"Rebeldes" (Arte: Estevan) |
Não é de hoje que eu percebo o sentido da frase "algumas coisas devem ser escondidas, viver na ignorância". Talvez precise entender melhor para
melhorar a minha atuação junto às injustiças, mas... Entender eu entendo!
O finado Florisvaldo, o “Flor”,
um baiano que escolheu Ubatuba para viver, no tempo em que eu era criança, me
contava de um conterrâneo seu que ele muito admirava e que era perseguido pelas
Forças Armadas: “Zezinho, você é muito
criança ainda, mas vou lhe contar de um baiano arretado, desses que não tem
medo de nada. O nome dele é Marighella”. Nunca eu iria imaginar que existia
uma pessoa com esse nome. Só sei que o “Flor” se orgulhava desse baiano. “É um lutador contra estes militares que
estão aí, garantindo esta ditadura que é favorável aos estados Unidos”. Eu
não entendia nada, mas gostava de ver a empolgação das palavras cheias de
sotaque daquele baiano, amigo do meu pai a tal ponto de ser o padrinho de um
dos meus irmãos, do Clóvis.
Florisvaldo era pedreiro, vivia
nas obras como o meu pai. De vez em quando estava puxando rede na praia da
Maranduba junto com o Velho Zacarias, meu pai e outros caiçaras pescadores. Escutava
muito antes de dar qualquer opinião. Por isso eu também o escutava com maior
atenção. “No mundo, Zezinho, há duas
ordens fortes: os russos e os americanos dos Estados Unidos. Eles disputam
entre eles e buscam aliados entre os países. É por isso que o Marighella diz que
estamos entre os capitalistas e os comunistas. Agora, por exemplo, graças ao
apoio dos militares, quem continua prevalecendo no nosso Brasil são os
capitalistas. É por isso que as empresas deles estão se espalhando em nossa
terra”. Mais tarde, estudando a História, aprendi que esse tempo é
conhecido como Guerra Fria. Na gozação com alguns colegas logo imaginei usar
cobertores para esquentá-la. Era a forma de desprezar o puxa-saquismo do nosso
professor, contrariando a posição do nosso “Flor”. Lógico! Ele “era rico” [tinha
uma variant verde, do ano], enquanto
o “Flor” sempre suou para viver do nosso jeito.

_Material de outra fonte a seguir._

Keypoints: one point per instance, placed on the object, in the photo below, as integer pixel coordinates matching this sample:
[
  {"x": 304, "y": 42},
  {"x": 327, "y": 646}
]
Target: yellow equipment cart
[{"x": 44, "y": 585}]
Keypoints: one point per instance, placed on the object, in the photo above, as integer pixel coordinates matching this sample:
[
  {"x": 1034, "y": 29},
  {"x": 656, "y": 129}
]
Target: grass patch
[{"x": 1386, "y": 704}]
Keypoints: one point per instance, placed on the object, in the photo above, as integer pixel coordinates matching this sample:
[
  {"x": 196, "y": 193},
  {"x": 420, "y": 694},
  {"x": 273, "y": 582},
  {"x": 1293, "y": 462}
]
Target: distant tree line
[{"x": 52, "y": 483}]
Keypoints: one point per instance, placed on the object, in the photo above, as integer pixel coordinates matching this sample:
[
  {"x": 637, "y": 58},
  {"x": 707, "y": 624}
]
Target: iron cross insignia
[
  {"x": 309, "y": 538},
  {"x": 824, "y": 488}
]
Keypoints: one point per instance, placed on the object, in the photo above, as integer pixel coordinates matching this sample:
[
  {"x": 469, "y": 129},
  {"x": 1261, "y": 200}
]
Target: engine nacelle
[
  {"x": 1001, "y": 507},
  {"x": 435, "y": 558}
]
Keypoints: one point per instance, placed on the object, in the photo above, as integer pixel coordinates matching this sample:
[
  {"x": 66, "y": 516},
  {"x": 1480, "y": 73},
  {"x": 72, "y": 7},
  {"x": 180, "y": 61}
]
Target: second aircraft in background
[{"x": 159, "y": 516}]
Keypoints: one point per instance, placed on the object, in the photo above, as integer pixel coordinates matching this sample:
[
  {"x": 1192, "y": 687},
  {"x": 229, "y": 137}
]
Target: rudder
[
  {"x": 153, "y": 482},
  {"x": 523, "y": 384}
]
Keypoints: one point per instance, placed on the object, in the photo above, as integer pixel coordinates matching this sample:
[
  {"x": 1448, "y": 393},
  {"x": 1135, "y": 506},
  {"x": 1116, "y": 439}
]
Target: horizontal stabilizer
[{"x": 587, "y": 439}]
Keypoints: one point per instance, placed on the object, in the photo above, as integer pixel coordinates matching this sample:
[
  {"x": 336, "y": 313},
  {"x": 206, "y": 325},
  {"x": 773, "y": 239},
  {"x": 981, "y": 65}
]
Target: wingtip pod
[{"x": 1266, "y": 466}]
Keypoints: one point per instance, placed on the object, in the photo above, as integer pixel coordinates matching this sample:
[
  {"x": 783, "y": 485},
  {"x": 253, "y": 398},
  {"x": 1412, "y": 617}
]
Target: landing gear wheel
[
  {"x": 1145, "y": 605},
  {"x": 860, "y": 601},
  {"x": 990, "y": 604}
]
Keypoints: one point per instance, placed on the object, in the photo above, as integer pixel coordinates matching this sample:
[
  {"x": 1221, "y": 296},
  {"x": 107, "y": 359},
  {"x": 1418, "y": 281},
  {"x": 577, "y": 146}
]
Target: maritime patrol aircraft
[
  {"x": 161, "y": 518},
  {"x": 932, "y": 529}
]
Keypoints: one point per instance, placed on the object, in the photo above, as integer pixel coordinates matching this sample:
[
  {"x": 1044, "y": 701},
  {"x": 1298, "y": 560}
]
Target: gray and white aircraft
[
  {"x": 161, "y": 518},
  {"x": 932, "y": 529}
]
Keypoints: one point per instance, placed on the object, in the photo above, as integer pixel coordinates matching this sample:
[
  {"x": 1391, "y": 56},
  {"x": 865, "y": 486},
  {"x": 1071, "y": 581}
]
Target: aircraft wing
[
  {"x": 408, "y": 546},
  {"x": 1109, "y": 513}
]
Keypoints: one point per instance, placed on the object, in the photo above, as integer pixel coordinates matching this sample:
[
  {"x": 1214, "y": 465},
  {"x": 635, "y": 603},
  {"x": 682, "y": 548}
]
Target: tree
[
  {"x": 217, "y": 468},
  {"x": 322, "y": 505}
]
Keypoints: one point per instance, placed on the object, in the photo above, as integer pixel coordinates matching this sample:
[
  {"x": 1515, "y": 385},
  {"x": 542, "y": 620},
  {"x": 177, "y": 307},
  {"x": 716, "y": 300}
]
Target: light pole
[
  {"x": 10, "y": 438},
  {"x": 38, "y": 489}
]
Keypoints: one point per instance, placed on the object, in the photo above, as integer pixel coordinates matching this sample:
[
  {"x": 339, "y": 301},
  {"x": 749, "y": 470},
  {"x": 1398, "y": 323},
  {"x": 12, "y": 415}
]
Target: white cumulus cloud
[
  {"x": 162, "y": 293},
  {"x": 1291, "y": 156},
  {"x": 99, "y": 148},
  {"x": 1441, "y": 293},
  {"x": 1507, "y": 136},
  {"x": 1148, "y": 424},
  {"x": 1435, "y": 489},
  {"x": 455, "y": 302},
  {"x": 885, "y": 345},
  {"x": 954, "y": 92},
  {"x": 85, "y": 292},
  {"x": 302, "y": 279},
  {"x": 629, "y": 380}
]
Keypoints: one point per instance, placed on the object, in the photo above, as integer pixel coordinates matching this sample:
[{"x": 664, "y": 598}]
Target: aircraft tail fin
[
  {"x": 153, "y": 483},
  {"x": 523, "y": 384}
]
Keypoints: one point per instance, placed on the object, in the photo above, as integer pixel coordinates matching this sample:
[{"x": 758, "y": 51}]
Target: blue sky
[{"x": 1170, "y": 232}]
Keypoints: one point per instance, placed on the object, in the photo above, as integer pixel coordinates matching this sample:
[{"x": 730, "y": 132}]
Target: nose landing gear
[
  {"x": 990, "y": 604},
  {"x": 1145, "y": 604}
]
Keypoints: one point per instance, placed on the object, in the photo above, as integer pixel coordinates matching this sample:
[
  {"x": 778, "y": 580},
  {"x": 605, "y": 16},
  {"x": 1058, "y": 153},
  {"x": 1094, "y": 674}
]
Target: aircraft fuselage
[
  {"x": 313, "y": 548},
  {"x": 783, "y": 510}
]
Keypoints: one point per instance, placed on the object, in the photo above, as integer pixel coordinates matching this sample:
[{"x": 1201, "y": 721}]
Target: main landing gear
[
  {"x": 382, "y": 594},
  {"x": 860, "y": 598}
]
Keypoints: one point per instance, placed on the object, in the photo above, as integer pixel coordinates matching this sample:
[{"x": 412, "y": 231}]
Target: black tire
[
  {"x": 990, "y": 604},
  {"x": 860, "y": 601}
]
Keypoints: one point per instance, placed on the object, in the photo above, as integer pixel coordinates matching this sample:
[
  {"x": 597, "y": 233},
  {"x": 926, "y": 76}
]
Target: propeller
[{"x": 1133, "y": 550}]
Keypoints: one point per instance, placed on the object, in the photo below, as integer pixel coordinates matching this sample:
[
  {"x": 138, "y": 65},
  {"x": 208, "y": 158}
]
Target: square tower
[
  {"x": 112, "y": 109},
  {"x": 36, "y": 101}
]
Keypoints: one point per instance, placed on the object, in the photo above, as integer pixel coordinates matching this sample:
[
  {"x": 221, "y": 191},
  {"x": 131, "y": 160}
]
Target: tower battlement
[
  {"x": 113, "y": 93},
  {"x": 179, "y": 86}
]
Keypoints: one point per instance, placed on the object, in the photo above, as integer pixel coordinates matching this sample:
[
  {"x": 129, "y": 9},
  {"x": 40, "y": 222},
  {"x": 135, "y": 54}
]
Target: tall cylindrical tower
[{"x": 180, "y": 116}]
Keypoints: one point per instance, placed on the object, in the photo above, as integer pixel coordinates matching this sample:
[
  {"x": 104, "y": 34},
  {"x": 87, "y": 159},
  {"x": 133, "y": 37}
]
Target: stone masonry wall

E na pobreza dele ele explicou um dia: “Esse baiano Marighella, admirado por este
baiano Florisvaldo, vive por aí perseguido por ser um guerrilheiro urbano. Sabe
o que é isto? É quem não se conforma com a ditadura no nosso país e parte para
a luta armada nas grandes cidades. É nelas que estão os órgãos importantes, os
grandes empresários e lideranças deste nosso chão. É por isso que escolhem agir
assim. Na verdade, um guerrilheiro entende da situação política e toma uma posição
que entende ser importante para a nossa libertação, para a libertação do nosso
Brasil. Só não sei se as armas vão resolver muita coisa. O que precisa é estudar, Zezinho”.
Quem era o “Flor”? Alguém que tinha uma certeza: um grande jogo
acontece a partir das pequenas peças. A sua situação de migrante, bem longe da
sua adorada Bahia, atestava essa verdade. Valeu para este caiçara conhecer o "Flor", receber a sua contribuição cultural. Valeu mesmo!!!